12.33
Monasterio Nuestra Señora De Los Angeles / Monjas Dominicas
Mare de Deu del Roser, 2.
Sant Cugat.
Rising at 06.15. In the shower: an insight & sense of connection to the informal yesterday-late SSG I observation, connecting to my experience as a young player working in popular culture at the end of the 1960s & early 1970s.
Morning Sitting at 07.15, many of the Beginners absent.
Breakfast at 08.00; Silence visited c. 08.22 & was accepted for a while.
A Personal Meeting with a Staff member; followed by a meeting of the SSG I.
Kitchen Team meeting at 09.30 for comments & observations. Several suggestions in response to the question asked at the first Kitchen Team meeting last Friday: why is the beginning important? My own answer: because the quality of affirmation significantly determines the unfolding of the process. A strong affirmation can’t guarantee the completion of a process, but it can get us halfway.
T’ai chi at 10.00.
Personal meetings with Beginners at 10.30.
The fourth mosquito bite of this course has just appeared on the little finger of my left hand.
13.55 Lunch: Silence visited at 13.05 and was put aside for wittering. The voice that has wittered reliably & constantly through the course on all meals, and is often the first voice to present a comment, wittered on, reliably & constantly.

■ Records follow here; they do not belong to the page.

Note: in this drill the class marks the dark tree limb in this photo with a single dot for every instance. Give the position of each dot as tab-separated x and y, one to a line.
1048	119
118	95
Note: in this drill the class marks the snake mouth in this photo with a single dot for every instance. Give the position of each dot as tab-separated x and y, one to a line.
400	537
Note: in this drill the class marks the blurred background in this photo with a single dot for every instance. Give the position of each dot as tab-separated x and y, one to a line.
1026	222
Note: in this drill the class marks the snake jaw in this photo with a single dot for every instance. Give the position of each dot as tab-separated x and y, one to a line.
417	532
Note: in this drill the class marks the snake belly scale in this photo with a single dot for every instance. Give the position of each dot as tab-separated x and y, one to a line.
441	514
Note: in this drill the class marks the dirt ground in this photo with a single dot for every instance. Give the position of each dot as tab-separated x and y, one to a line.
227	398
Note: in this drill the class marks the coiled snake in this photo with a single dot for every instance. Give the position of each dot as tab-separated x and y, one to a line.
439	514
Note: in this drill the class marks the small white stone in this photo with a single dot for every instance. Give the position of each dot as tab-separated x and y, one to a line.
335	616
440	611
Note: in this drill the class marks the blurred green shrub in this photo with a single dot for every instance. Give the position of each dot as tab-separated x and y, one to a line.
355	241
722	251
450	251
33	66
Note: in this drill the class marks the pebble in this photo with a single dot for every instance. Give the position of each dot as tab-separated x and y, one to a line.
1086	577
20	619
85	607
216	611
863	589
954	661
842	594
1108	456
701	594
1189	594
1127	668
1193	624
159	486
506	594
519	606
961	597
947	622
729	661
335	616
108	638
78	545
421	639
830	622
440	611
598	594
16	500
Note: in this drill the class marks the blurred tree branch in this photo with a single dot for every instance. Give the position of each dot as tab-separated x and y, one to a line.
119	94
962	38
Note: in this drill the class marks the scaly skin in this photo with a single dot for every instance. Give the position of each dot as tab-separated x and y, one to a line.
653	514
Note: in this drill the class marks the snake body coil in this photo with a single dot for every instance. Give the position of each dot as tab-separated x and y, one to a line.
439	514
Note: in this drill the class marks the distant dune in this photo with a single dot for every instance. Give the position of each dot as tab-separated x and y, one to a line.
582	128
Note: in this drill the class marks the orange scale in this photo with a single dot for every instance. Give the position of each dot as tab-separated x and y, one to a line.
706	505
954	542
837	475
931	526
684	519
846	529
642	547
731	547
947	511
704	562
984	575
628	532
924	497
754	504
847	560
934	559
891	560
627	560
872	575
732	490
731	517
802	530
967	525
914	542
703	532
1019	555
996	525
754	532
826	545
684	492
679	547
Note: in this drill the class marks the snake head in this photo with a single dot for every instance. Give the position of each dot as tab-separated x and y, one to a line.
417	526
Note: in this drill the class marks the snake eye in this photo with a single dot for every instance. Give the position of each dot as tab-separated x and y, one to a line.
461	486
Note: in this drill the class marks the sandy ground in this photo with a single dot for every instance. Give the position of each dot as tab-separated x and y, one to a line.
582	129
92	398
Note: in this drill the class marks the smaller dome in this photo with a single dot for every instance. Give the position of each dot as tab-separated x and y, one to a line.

At 13.25 silence returned with suddenness, and was accepted. The owner of the voice that has wittered reliably & constantly throughout the course was outside the room at the time, and returned to a room embracing Silence.
Seconds were offered.
The fifth mosquito bite has appeared, on my right lower leg.
17.04 Meeting with The LCG4 at 15.15.
Tea with stunning halva & Turkish delight, coffee & hot milk. Very tasty & most welcome.
Ta’I chi at 16.30.
Personal meetings at 17.10.
Quiet Time at 18.30.
20.33 Once again the top table noticed that desserts were larger on the second wave of delivery; and once again seconds on the top table made up for the niggardly first wave, of flan.
Silence visited dinner c. 19.22 and, after a few minutes of reliable & constant wittering, was allowed in.
The Beginners have mounted a security person in the ballroom…
21.56 A fun & mostly spirited performance lasting c. 30 minutes. Noisy good humour from the audience, often louder than the performers. My sense was, the audience were the performance.
The audience sat on in silence after the performers left the ballroom.
22.34 Some expression of concern, was voiced in the lower corridors of the ground floor, that something was lost because of the audience’s behaviour. My opinion was solicited and, yes, I agree. The qualitative aspects of the role of heckler are not very much honoured at GC House Performances, where audience high spirits are often expressed in various forms of humourful disruption. I associate these exuberant audient practices with a strong Argentinian presence on courses.
The early courses in Argentina set new levels of audient participation, adding peeled soft fruit to the staple fare of peanuts; and an extended repertoire of gags (such as metronomes, cellphones, torches, pulled power cables, de-tuned strings & sing-along) to disappearing chairs.
But at this particular performance, nothing was thrown (that I saw).